Anonymous asked: making your writing free doesn't magically make it worth our time
I assume this anon message was prompted by my little Amazon gambit, which is just a small sideline right now compared to my main money maker, which is a story I give away completely for free. (The mind boggles, does it not? And yet it’s a successful business model for independent web comic artists all over the web.)
You probably haven’t followed my writing career much, but when I set out I was very clear: I don’t write for everyone. And by that I don’t mean I write for myself and no one else, because if I did I wouldn’t be bothering to try to sell it, would I?
I write for myself, and anyone who wants to read the things that I like to write.
It’s a niche market, to be sure, but this is the secret of making it: it’s easier to tap the demand in a niche market than it is to try to compete with everyone else who’s fishing in the mainstream.
To people who don’t want to read my stuff… eh.
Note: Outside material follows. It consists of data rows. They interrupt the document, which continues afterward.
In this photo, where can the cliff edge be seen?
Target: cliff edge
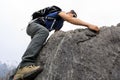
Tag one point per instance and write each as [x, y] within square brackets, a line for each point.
[81, 54]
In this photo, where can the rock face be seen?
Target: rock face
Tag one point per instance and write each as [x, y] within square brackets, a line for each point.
[81, 55]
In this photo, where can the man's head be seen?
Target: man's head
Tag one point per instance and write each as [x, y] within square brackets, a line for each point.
[72, 13]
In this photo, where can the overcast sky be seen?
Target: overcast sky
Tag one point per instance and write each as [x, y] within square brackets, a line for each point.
[15, 15]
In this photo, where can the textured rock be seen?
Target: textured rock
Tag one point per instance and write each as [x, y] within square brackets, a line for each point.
[81, 55]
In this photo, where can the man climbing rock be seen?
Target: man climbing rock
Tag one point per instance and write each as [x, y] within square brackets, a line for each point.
[44, 21]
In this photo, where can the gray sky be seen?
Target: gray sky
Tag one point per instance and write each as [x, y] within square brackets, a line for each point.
[15, 15]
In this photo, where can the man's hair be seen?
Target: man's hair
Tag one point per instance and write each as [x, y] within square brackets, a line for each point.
[74, 13]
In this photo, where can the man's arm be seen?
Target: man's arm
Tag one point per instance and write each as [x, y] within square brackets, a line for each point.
[77, 21]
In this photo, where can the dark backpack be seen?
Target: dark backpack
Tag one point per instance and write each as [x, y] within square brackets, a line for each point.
[45, 11]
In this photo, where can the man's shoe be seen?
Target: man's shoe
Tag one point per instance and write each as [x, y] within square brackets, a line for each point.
[27, 73]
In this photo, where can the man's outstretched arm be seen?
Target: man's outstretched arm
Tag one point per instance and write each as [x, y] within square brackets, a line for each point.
[77, 21]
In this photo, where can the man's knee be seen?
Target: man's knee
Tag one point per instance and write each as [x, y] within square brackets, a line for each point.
[44, 31]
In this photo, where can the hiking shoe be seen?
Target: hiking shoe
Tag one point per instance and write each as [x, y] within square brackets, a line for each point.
[27, 73]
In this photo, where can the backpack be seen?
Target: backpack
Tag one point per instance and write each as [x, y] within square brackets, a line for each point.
[45, 11]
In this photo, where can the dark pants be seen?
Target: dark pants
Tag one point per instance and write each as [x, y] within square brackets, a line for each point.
[39, 35]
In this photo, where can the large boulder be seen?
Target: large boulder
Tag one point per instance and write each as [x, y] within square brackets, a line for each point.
[81, 54]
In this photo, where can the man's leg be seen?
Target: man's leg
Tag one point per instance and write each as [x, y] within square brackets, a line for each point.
[27, 64]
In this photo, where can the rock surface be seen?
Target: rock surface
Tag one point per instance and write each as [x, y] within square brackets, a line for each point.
[81, 55]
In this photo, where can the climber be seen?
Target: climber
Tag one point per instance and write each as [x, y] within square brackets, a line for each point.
[39, 28]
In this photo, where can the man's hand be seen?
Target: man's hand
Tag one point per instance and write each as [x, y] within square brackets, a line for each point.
[93, 27]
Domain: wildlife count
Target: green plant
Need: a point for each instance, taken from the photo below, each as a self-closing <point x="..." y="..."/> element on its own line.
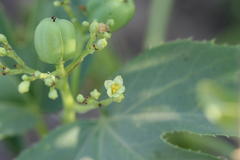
<point x="175" y="98"/>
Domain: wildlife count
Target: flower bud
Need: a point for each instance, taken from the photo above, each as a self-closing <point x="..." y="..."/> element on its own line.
<point x="95" y="94"/>
<point x="55" y="40"/>
<point x="101" y="44"/>
<point x="3" y="38"/>
<point x="57" y="3"/>
<point x="93" y="27"/>
<point x="85" y="23"/>
<point x="119" y="99"/>
<point x="3" y="51"/>
<point x="53" y="94"/>
<point x="50" y="81"/>
<point x="25" y="77"/>
<point x="80" y="98"/>
<point x="23" y="87"/>
<point x="37" y="74"/>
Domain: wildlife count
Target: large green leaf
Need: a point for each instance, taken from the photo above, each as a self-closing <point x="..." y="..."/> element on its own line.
<point x="14" y="120"/>
<point x="160" y="98"/>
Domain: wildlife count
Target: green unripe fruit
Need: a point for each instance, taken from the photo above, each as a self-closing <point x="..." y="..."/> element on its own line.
<point x="121" y="11"/>
<point x="55" y="40"/>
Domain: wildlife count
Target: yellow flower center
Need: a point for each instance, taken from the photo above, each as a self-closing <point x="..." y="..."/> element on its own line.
<point x="115" y="87"/>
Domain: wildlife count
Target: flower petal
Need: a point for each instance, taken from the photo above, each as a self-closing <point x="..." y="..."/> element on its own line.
<point x="109" y="92"/>
<point x="118" y="80"/>
<point x="108" y="84"/>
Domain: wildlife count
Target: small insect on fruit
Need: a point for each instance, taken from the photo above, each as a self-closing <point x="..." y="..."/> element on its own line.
<point x="120" y="11"/>
<point x="55" y="40"/>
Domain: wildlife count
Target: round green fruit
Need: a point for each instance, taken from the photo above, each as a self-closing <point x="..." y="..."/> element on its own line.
<point x="55" y="40"/>
<point x="121" y="11"/>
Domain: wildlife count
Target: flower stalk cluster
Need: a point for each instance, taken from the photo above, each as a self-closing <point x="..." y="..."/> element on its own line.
<point x="58" y="80"/>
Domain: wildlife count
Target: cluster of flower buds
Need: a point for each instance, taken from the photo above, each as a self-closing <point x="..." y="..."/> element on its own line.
<point x="99" y="33"/>
<point x="3" y="44"/>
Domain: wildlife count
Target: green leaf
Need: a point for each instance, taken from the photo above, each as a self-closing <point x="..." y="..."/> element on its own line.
<point x="160" y="98"/>
<point x="14" y="120"/>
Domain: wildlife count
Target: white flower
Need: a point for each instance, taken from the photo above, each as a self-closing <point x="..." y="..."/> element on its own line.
<point x="53" y="94"/>
<point x="95" y="94"/>
<point x="80" y="98"/>
<point x="115" y="87"/>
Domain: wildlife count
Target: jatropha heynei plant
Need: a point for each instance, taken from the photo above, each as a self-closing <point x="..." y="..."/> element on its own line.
<point x="56" y="42"/>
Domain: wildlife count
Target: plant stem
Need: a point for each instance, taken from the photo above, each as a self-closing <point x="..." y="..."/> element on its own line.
<point x="68" y="102"/>
<point x="69" y="114"/>
<point x="80" y="58"/>
<point x="75" y="80"/>
<point x="160" y="11"/>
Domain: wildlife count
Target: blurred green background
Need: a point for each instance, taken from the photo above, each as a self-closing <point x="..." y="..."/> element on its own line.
<point x="199" y="20"/>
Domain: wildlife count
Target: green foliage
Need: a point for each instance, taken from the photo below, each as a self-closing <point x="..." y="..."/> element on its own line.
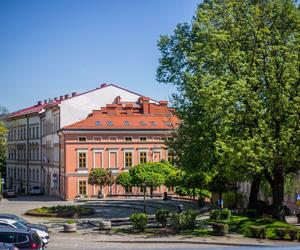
<point x="161" y="216"/>
<point x="258" y="231"/>
<point x="187" y="184"/>
<point x="124" y="179"/>
<point x="139" y="221"/>
<point x="220" y="214"/>
<point x="153" y="173"/>
<point x="220" y="229"/>
<point x="236" y="67"/>
<point x="100" y="177"/>
<point x="185" y="220"/>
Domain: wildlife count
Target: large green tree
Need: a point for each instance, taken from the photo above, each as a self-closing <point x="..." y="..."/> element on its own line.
<point x="236" y="68"/>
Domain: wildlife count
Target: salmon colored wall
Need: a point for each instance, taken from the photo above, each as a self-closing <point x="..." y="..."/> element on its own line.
<point x="72" y="146"/>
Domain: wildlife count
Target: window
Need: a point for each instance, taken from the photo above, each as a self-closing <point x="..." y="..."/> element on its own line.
<point x="152" y="123"/>
<point x="128" y="189"/>
<point x="128" y="138"/>
<point x="82" y="187"/>
<point x="143" y="123"/>
<point x="82" y="138"/>
<point x="143" y="157"/>
<point x="170" y="157"/>
<point x="82" y="160"/>
<point x="128" y="159"/>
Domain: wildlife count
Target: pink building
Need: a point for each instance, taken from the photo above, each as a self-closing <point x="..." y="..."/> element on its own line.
<point x="116" y="137"/>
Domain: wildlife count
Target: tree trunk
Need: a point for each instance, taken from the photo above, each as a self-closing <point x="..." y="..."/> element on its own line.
<point x="278" y="193"/>
<point x="254" y="192"/>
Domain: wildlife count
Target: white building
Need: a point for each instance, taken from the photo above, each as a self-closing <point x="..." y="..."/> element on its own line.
<point x="33" y="143"/>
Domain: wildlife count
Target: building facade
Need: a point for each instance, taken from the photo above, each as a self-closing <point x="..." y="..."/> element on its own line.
<point x="116" y="137"/>
<point x="33" y="143"/>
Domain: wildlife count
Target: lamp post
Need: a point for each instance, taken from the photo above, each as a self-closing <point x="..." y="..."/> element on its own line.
<point x="144" y="189"/>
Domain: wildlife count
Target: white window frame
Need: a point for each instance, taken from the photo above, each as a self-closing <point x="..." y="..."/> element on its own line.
<point x="82" y="137"/>
<point x="94" y="157"/>
<point x="117" y="162"/>
<point x="157" y="151"/>
<point x="143" y="150"/>
<point x="87" y="187"/>
<point x="128" y="151"/>
<point x="87" y="159"/>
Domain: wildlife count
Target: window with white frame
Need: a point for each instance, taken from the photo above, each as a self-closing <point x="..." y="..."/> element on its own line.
<point x="128" y="159"/>
<point x="82" y="159"/>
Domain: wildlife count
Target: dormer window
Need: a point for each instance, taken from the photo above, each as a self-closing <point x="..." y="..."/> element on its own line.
<point x="126" y="123"/>
<point x="153" y="124"/>
<point x="143" y="123"/>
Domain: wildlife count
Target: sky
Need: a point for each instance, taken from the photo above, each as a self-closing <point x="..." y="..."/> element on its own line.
<point x="53" y="47"/>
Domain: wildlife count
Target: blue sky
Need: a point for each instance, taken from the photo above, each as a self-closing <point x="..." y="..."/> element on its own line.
<point x="53" y="47"/>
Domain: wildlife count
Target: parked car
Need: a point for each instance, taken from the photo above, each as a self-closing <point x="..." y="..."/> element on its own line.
<point x="35" y="190"/>
<point x="9" y="193"/>
<point x="23" y="239"/>
<point x="15" y="224"/>
<point x="7" y="246"/>
<point x="24" y="222"/>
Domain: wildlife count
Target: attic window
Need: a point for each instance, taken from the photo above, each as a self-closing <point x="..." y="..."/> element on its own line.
<point x="152" y="123"/>
<point x="81" y="138"/>
<point x="169" y="124"/>
<point x="143" y="123"/>
<point x="126" y="123"/>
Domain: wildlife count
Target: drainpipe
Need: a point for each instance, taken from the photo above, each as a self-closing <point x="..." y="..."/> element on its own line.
<point x="27" y="154"/>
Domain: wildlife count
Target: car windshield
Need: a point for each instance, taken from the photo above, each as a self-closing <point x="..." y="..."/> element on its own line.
<point x="19" y="225"/>
<point x="22" y="221"/>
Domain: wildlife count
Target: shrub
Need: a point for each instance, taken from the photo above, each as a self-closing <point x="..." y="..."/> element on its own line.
<point x="220" y="214"/>
<point x="220" y="229"/>
<point x="257" y="231"/>
<point x="161" y="216"/>
<point x="139" y="221"/>
<point x="70" y="221"/>
<point x="185" y="220"/>
<point x="251" y="213"/>
<point x="281" y="233"/>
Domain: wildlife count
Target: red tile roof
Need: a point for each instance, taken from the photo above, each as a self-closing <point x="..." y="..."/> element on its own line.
<point x="129" y="116"/>
<point x="37" y="108"/>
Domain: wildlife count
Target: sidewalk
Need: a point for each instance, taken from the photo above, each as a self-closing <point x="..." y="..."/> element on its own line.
<point x="231" y="240"/>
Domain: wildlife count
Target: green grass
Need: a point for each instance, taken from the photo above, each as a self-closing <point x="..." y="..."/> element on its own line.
<point x="241" y="224"/>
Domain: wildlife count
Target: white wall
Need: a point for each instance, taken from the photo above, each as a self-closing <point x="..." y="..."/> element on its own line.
<point x="77" y="108"/>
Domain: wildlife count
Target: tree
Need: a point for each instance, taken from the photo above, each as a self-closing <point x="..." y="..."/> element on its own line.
<point x="124" y="179"/>
<point x="100" y="177"/>
<point x="236" y="68"/>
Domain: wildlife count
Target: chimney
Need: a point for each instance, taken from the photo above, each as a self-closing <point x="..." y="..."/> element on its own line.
<point x="163" y="103"/>
<point x="117" y="100"/>
<point x="145" y="104"/>
<point x="103" y="85"/>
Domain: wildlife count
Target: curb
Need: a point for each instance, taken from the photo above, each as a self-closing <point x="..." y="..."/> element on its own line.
<point x="184" y="242"/>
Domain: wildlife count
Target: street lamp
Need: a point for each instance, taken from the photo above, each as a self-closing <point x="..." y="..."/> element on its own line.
<point x="144" y="189"/>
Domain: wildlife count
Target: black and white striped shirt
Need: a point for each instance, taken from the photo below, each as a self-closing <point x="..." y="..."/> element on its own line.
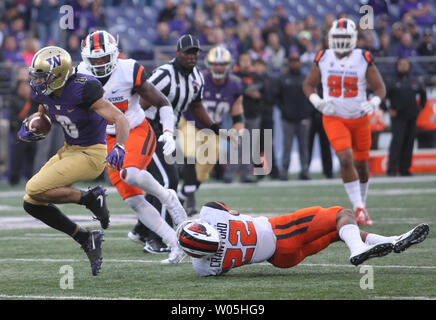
<point x="181" y="89"/>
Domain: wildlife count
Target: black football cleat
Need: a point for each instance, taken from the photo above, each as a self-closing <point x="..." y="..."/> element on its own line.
<point x="92" y="248"/>
<point x="414" y="236"/>
<point x="373" y="251"/>
<point x="95" y="200"/>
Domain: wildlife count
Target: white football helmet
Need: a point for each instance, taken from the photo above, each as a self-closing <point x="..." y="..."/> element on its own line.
<point x="99" y="44"/>
<point x="218" y="61"/>
<point x="342" y="36"/>
<point x="197" y="238"/>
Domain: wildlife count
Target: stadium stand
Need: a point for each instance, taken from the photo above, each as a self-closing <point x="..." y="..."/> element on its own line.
<point x="136" y="24"/>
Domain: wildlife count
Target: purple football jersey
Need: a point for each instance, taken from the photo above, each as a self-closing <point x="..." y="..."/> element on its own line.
<point x="71" y="110"/>
<point x="217" y="100"/>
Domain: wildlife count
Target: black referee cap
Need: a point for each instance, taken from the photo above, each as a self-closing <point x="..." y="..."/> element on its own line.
<point x="187" y="42"/>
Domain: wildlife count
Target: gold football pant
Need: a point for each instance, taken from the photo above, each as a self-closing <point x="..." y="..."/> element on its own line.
<point x="69" y="165"/>
<point x="203" y="147"/>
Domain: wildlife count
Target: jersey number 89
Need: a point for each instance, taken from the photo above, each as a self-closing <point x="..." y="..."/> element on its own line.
<point x="337" y="84"/>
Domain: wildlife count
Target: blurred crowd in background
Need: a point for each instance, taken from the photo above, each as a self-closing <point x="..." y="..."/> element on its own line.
<point x="272" y="33"/>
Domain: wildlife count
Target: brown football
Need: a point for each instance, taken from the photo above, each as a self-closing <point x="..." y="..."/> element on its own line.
<point x="39" y="123"/>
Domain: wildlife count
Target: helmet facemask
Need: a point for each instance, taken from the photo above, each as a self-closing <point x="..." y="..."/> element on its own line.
<point x="218" y="61"/>
<point x="342" y="36"/>
<point x="53" y="66"/>
<point x="100" y="70"/>
<point x="91" y="52"/>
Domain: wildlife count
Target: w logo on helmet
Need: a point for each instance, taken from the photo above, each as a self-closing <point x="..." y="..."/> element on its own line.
<point x="54" y="61"/>
<point x="198" y="228"/>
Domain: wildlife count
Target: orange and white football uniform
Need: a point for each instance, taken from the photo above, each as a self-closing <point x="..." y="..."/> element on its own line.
<point x="141" y="143"/>
<point x="344" y="85"/>
<point x="284" y="241"/>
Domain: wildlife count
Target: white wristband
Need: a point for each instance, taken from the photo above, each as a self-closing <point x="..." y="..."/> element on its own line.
<point x="315" y="99"/>
<point x="166" y="114"/>
<point x="376" y="101"/>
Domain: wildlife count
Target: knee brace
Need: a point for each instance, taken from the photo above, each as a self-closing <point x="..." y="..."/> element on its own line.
<point x="129" y="175"/>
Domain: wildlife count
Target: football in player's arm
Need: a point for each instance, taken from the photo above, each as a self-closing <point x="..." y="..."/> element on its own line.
<point x="124" y="82"/>
<point x="75" y="102"/>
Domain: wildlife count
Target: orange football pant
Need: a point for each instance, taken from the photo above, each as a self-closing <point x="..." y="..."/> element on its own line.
<point x="303" y="233"/>
<point x="139" y="147"/>
<point x="349" y="133"/>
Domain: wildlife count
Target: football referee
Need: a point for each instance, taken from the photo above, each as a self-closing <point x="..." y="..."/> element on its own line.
<point x="182" y="83"/>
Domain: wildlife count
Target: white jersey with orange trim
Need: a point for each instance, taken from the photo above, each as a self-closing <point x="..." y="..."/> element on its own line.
<point x="119" y="90"/>
<point x="244" y="240"/>
<point x="344" y="81"/>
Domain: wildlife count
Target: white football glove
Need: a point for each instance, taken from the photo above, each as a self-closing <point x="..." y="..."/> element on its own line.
<point x="370" y="106"/>
<point x="323" y="106"/>
<point x="233" y="137"/>
<point x="169" y="143"/>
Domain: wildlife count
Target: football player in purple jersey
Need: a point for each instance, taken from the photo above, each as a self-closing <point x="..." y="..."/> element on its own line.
<point x="75" y="101"/>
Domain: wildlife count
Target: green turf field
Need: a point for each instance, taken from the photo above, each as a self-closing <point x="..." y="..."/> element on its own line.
<point x="31" y="259"/>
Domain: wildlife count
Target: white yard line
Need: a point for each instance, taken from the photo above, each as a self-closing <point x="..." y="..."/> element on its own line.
<point x="38" y="297"/>
<point x="296" y="183"/>
<point x="187" y="261"/>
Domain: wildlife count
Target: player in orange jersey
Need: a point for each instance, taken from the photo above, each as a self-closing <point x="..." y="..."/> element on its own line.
<point x="345" y="73"/>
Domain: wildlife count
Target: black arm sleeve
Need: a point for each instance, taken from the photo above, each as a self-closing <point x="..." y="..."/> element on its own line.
<point x="92" y="91"/>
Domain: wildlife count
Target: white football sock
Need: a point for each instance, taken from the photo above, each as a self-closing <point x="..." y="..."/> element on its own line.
<point x="142" y="179"/>
<point x="151" y="218"/>
<point x="372" y="238"/>
<point x="353" y="191"/>
<point x="364" y="191"/>
<point x="350" y="234"/>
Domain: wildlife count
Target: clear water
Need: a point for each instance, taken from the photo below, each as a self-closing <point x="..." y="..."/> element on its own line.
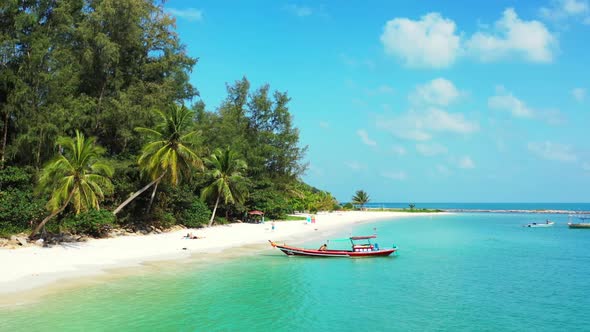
<point x="574" y="207"/>
<point x="463" y="272"/>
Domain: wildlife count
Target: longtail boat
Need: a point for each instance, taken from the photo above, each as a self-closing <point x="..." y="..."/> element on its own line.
<point x="583" y="224"/>
<point x="361" y="246"/>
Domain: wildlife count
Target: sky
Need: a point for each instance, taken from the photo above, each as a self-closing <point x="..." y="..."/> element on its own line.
<point x="414" y="101"/>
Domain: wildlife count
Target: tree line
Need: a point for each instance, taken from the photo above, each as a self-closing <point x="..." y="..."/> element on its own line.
<point x="99" y="119"/>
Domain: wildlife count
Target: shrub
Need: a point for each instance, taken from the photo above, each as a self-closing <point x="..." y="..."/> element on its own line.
<point x="18" y="205"/>
<point x="96" y="223"/>
<point x="163" y="219"/>
<point x="196" y="215"/>
<point x="348" y="206"/>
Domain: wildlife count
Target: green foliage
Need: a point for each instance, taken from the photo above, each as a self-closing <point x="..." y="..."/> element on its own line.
<point x="96" y="223"/>
<point x="18" y="205"/>
<point x="226" y="180"/>
<point x="78" y="175"/>
<point x="105" y="68"/>
<point x="171" y="146"/>
<point x="196" y="215"/>
<point x="17" y="208"/>
<point x="274" y="203"/>
<point x="360" y="198"/>
<point x="308" y="198"/>
<point x="11" y="177"/>
<point x="348" y="206"/>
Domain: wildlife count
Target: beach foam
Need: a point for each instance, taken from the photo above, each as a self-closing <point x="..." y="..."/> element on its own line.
<point x="32" y="267"/>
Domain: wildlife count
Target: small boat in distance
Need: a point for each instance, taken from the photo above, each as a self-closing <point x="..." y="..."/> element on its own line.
<point x="547" y="223"/>
<point x="583" y="224"/>
<point x="361" y="246"/>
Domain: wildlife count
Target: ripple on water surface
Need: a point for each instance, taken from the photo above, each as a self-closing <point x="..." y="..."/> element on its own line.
<point x="456" y="272"/>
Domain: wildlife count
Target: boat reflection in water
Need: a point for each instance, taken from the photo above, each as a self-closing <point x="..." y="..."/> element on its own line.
<point x="361" y="246"/>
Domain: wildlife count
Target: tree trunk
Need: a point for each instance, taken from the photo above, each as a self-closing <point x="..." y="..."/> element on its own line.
<point x="97" y="113"/>
<point x="137" y="193"/>
<point x="153" y="195"/>
<point x="214" y="210"/>
<point x="53" y="214"/>
<point x="5" y="138"/>
<point x="38" y="154"/>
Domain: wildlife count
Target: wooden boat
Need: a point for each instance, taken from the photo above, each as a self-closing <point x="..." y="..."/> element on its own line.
<point x="582" y="224"/>
<point x="545" y="224"/>
<point x="361" y="246"/>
That’s not an insult to me, anymore than it’s an insult to them for me to say it’s not meant for them.
To people who do… well, here’s the thing. When you write stuff that’s not like most of the stuff on the market, you’ll find people who have been looking for it and not finding it all of their lives. And these people are some of the most loyal readers and some of the best customers anyone could ask for.
I’ve been giving the vast majority of my writing away for free for a decade now, and I’ve been making my living doing that for six years. It’s a modest living, but most authors… even card carrying professional authors… never accomplish that much.
I understand my approach is unorthodox. The conventional wisdom says I’m supposed to care if you, J. Random Internetperson, want to read my stories. I’m supposed to court you. I’m supposed to chase after you.
But I don’t do that. I put my stuff out there for the people who want it. The people who don’t? Well, most of them are a bit more clever than you. If they decide it’s not worth their time—and after all, they’re better at determining that than I am—they don’t, as you have done, waste their time and energy telling me so.
It was worth my time to answer this because I never get tired of talking about my business model or my writing philosophy. Was it worth your time to ask?